Joseph Seneca, an economist at the Bloustein School of Public Policy at Rutgers University, said sales tax revenues likely took a big hit when the storm brought economic activity in much of the state to a halt for days.
"It's a significant blow to the state that will show up in sales tax and may show up in income tax revenues, because people were out of work," he said.
As the recovery takes hold, Seneca said the state could see a bump in taxes due to new car sales, home repairs and other services.
"The net effect is probably going to be a boost to tax revenue — but that lies ahead and the immediate impacts are probably on balance negative," Seneca said.
Seneca said the state could see revenues increase in the first and second quarters of next year due to rebuilding-related expenditures, and that rebuilding bump may extend into the next fiscal year, as well.
The storm could also potentially affect one bright spot thus far this fiscal year — income tax revenue.
"As I read it, income tax revenues have been pretty solid, but again, that's going into the hurricane," Seneca said. "You have effects from (the hurricane) on employment and income and then this unknown effect of anticipating the fiscal cliff."
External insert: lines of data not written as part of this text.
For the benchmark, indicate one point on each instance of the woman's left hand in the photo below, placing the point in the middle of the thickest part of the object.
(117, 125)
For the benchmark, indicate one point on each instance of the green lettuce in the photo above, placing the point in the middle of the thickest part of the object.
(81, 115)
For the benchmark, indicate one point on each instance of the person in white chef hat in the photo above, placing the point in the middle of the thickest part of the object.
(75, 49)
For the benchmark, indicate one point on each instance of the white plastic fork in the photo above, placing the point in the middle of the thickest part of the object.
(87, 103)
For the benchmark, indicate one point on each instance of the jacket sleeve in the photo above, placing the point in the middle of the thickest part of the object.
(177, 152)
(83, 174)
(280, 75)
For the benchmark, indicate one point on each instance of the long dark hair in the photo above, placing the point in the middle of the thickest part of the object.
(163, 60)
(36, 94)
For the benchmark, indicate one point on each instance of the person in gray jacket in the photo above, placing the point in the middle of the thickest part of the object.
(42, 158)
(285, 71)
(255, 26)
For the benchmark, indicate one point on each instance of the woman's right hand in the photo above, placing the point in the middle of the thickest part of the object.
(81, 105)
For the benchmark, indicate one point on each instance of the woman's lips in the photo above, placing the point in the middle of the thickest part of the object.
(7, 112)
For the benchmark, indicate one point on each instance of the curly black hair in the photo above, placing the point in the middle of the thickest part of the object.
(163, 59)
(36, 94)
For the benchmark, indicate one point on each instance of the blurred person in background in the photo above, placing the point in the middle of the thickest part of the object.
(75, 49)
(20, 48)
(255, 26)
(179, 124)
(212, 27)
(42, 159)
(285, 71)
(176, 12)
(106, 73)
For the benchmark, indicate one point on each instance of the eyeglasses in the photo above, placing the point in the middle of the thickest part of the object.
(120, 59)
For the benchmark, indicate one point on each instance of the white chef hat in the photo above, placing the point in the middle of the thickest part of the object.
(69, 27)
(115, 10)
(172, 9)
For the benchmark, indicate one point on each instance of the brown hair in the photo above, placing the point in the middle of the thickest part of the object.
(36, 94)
Even if the Sandy rebuilding process proves an economic boon in the long term, it's not yet clear what effect it will have on the prospects for an income tax cut in the current fiscal year.
Michael Egenton, senior vice president for government relations at the New Jersey State Chamber of Commerce, said he's still holding out hope that a tax cut could materialize.
"We've been supportive of the income tax cut, and we remain hopeful and optimistic that there still may be something that develops," he said. "Because certainly businesses can use it, and the economy is still sputtering along."
Brogan, at NJBIA, said his group is hoping the murky revenue picture doesn't derail implementation of hard-fought victories like the reduction in minimum filing fees for S corporations and the phase out of the Transitional Energy Facilities Assessment, which could save companies 3 percent to 4 percent on their energy bills.
"What's here today can be gone tomorrow," Brogan said. "What we don't want to happen is any backtracking."
Egenton said the rebuilding process will be a long one, with many questions and proposals. He said decisions going forward need to be made with one eye on the bottom line.
"The best way to move forward is listen to the suggestions or recommendations and weigh them as to what's more important, what's critical to get the state up and running," he said. "And then, of course, everything needs to be in the context of what we can afford."